Сам Шестаков позволил себе усомниться в этом. Знай он все о базе, поступил бы так же, чтобы отвести от себя подозрение: надрубил кабель, простучал стену… Пятьдесят на пятьдесят, думал он, подозревая в хищении кого-то из бывших «гранитовцев». Арсенал стоил очень дорого, взять хотя бы мины – боевые, настоящие, не какие-то мешки с гексогеном. Компактные, не очень тяжелые. Да еще система приведения в боевое положение впечатляла: взрыватели приводятся в действие и ставятся на предохранитель по радиосигналу. К тому же мины оснащены приборами неизвлекаемости.

Санников мог действовать по наводке. На месте организатора похищения Шестаков поступил бы так же. Нашел бы слабовольного человека с тощим кошельком, заключил с ним сделку, получил основную часть товара, остальное утопил. Потом бы устранил свидетеля.

Однако дальше получалось чуть сложнее. К чему оставлять на месте преступления патроны и стреляные гильзы, которые, как компас, указывают на остров Приветливый? Поскольку сроки консервации в деле не оговорены – ни к чему. Со дня хищения мог пройти год, два. А это означало бы, что поезд ушел и догнать его нет никакой возможности.

Шестаков пришел к выводу, что подброшенные улики осложняют положение воображаемого организатора. А что, если Санников утаил часть вооружения? Автомат, пистолет, боеприпасы к ним? Не исключено. И это главная ошибка организатора. Равно как и устранение свидетеля – у него же на квартире, на месте главных событий, непрофессионально, лишая себя алиби. Если, конечно, он не сфабриковал его. А мог он привлечь к делу третье лицо? Опять спорный вопрос. Профессионал мог так сделать, чтобы именно на третьем лице обрубить нить, ведущую к нему.

Все вставало на свои места, когда Шестаков отбрасывал версию спланированной акции, оставляя лишь Юрия Санникова – одного, с зубилом и молотком в руках.

Оставалось выяснить, с чего Санников начал торговлю. Вряд ли с оружия. Скорее всего с аквалангов. Правда, мог толкнуть товар богатым предпринимателям. А мог заезжим. Но это маловероятно. В Южном есть яхт-клуб с приличной базой для подводного плавания – единственное место в городке, где можно сбыть акваланги.
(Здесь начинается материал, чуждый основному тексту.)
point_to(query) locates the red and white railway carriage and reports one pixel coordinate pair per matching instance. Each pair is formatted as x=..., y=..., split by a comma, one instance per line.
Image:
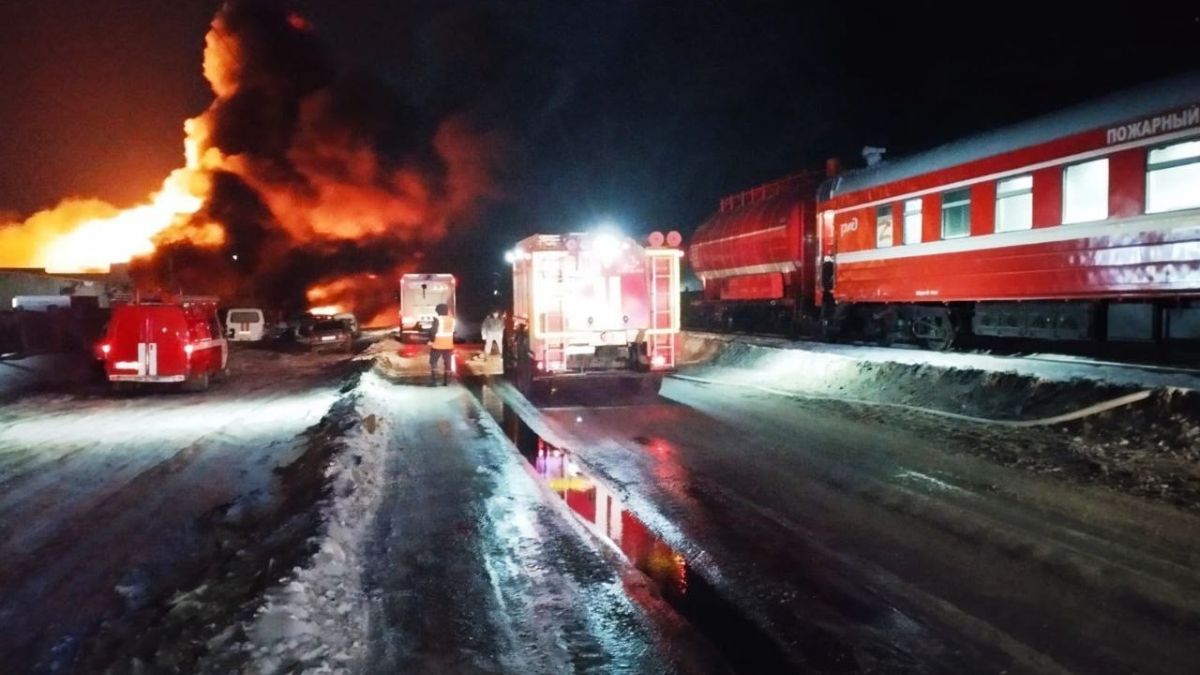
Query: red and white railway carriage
x=1079, y=225
x=1084, y=223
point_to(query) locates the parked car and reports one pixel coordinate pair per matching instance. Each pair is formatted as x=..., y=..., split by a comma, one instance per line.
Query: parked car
x=171, y=340
x=245, y=324
x=352, y=322
x=327, y=335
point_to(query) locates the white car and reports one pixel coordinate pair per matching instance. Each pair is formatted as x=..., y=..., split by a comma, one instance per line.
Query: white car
x=245, y=324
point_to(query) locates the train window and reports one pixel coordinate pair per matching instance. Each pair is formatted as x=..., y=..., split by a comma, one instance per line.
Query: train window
x=1173, y=174
x=1014, y=203
x=912, y=221
x=957, y=213
x=883, y=227
x=1085, y=191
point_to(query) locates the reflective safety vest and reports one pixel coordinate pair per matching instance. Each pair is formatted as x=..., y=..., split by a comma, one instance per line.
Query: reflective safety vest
x=444, y=338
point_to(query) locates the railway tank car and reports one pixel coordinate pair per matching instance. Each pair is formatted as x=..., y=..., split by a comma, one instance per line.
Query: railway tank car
x=1081, y=225
x=754, y=258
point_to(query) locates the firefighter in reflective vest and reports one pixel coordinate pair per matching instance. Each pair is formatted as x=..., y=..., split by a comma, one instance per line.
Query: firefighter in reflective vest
x=442, y=347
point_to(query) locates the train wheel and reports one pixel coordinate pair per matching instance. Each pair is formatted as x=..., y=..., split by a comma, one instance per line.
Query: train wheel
x=934, y=329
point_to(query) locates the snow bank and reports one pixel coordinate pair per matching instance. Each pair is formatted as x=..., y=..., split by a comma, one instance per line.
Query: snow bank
x=1150, y=447
x=316, y=620
x=844, y=376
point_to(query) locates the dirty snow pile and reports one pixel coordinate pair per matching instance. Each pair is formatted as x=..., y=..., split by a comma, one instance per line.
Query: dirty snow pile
x=316, y=620
x=935, y=387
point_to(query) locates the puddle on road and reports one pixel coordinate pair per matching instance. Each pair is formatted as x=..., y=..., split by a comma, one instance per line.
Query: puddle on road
x=739, y=640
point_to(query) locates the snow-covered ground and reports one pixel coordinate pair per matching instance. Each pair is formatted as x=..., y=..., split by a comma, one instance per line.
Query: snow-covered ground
x=1043, y=366
x=107, y=503
x=316, y=621
x=864, y=539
Этим и должен заняться Родион Ганелин.

– Расскажите про Ганелина, – попросил Прохоренко, видя легкое замешательство на лице подчиненного.

– Родион начинал службу в бригаде морской пехоты, – начал Шестаков. – Затем ему предложили пройти двухгодичное обучение в специальном центре нашего ведомства на Балхаше. Обычная программа: прыжки с парашютом, высадка с вертолетов по канатам и без них, выход из подводных лодок, торпедных аппаратов. Учения по захвату аэродромов, командных пунктов, узлов связи.

Генерал едва заметно покачал головой. Он надеялся услышать другое – человеческие качества агента. А про навыки боевых пловцов он знал достаточно. Их учили выживать в любых условиях, осуществлять побег из плена, работать на всех типах радиостанций, владеть различными техническими средствами, преодолевать рубежи подводной обороны.

– Затем служба в подразделении «Гранит» на Каспии, – продолжал Шестаков. – Поучаствовал в конкретных разведывательно-диверсионных операциях.

– Когда вы планируете отправить Ганелина в командировку?

– Завтра он отправится в Дагестан. Недалеко от Дербента, в отеле «Богосская вершина» на его имя забронирован номер. Документы, оружие и необходимые данные по этому делу получит сегодня. Разрешите вернуться к началу разговора, Борис Викторович?

«Давайте», – тяжелыми бровями разрешил генерал.

– Местная милиция и ФСБ не захотели брать на себя опасное дело, – не очень осторожно высказался Шестаков – перед ним сидел бывший генерал ФСБ. – С одной стороны, это плюс нам, с другой – минус. Начав сейчас операцию вроде «Перехвата» или «Кольца», можно только переполошишь похитителей. А им первое время необходима передышка, что ли. Тем более оперативных данных у нас практически нет.

– Вы не ответили на мой вопрос, – напомнил генерал. – Ганелин отправляется один?

«Это он про помощников», – вспомнил Шестаков, едва не ответив дерзко: «Нет, помощники ему не нужны».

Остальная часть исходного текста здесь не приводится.